When asked about their level of preparedness for meeting the new reporting rule, which took effect Jan. 1 as part of the Corporate Transparency Act (CTA), respondents said they are trending toward greater compliance, improving eight points compared to a similar poll Wolters Kluwer conducted in November. Twenty-six percent of those surveyed characterized their organizations’ readiness as between 75% to 100% in the January poll. The same question, when posed in November, indicated a level of just 18% readiness among 4,200 attendees.

“There is a noticeable uptick in the market, not only in terms of greater awareness but also in preparations among those who realize they are subject to the beneficial ownership reporting requirements,” Rupak Venugopal, vice president of beneficial ownership for Wolters Kluwer’s financial and corporate compliance division, said. “But despite this upward trend, there remains a considerable lack of awareness among impacted businesses, and we are working diligently to help change that dynamic through a growing ecosystem of partnerships that can provide secure and trustworthy resources to comply.”

The prevalence of respondents who indicated a total lack of preparedness dropped seven points, from 38% in November’s webinar to 31% in January’s poll.

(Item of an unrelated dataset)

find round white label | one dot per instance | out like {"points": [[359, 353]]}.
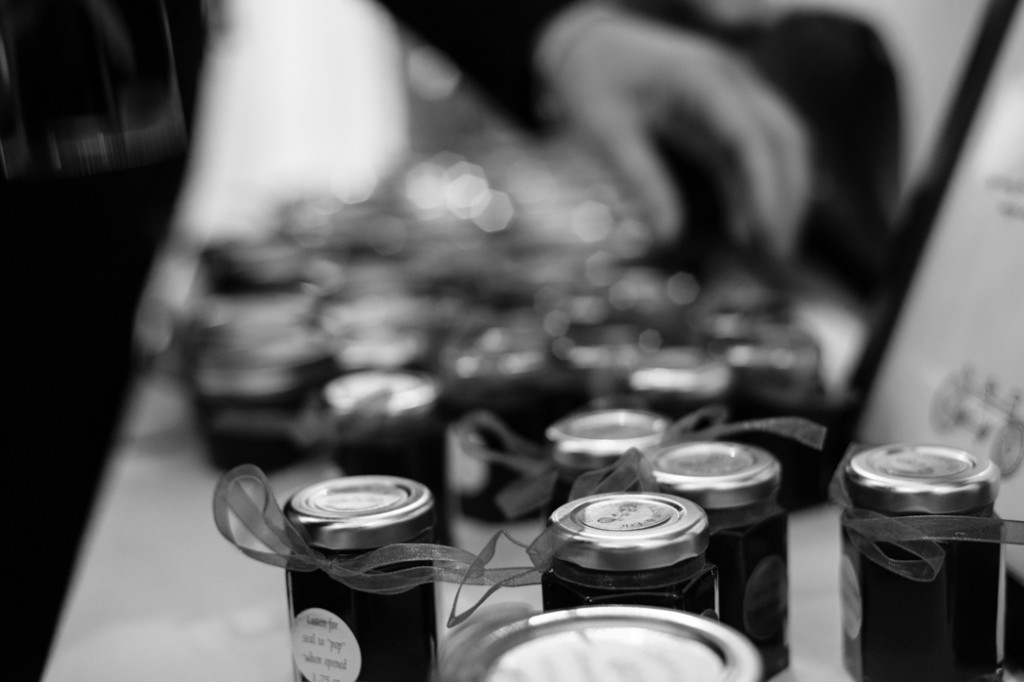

Both polls, however, showed substantial increases in readiness levels compared to a Wolters Kluwer survey from mid-2023, when 74% of respondents representing companies potentially subject to the reporting requirement indicated they had only become aware of the rule “by having taken the survey.”

The U.S. Treasury’s Financial Crimes Enforcement Network (FinCEN) estimates that the rule will impact approximately 32.6 million reporting companies in 2024 alone, with 5 million new reporting companies formed and registered every year going forward. There are significant consequences for non-compliance, including fines of up to $10,000 and possible incarceration.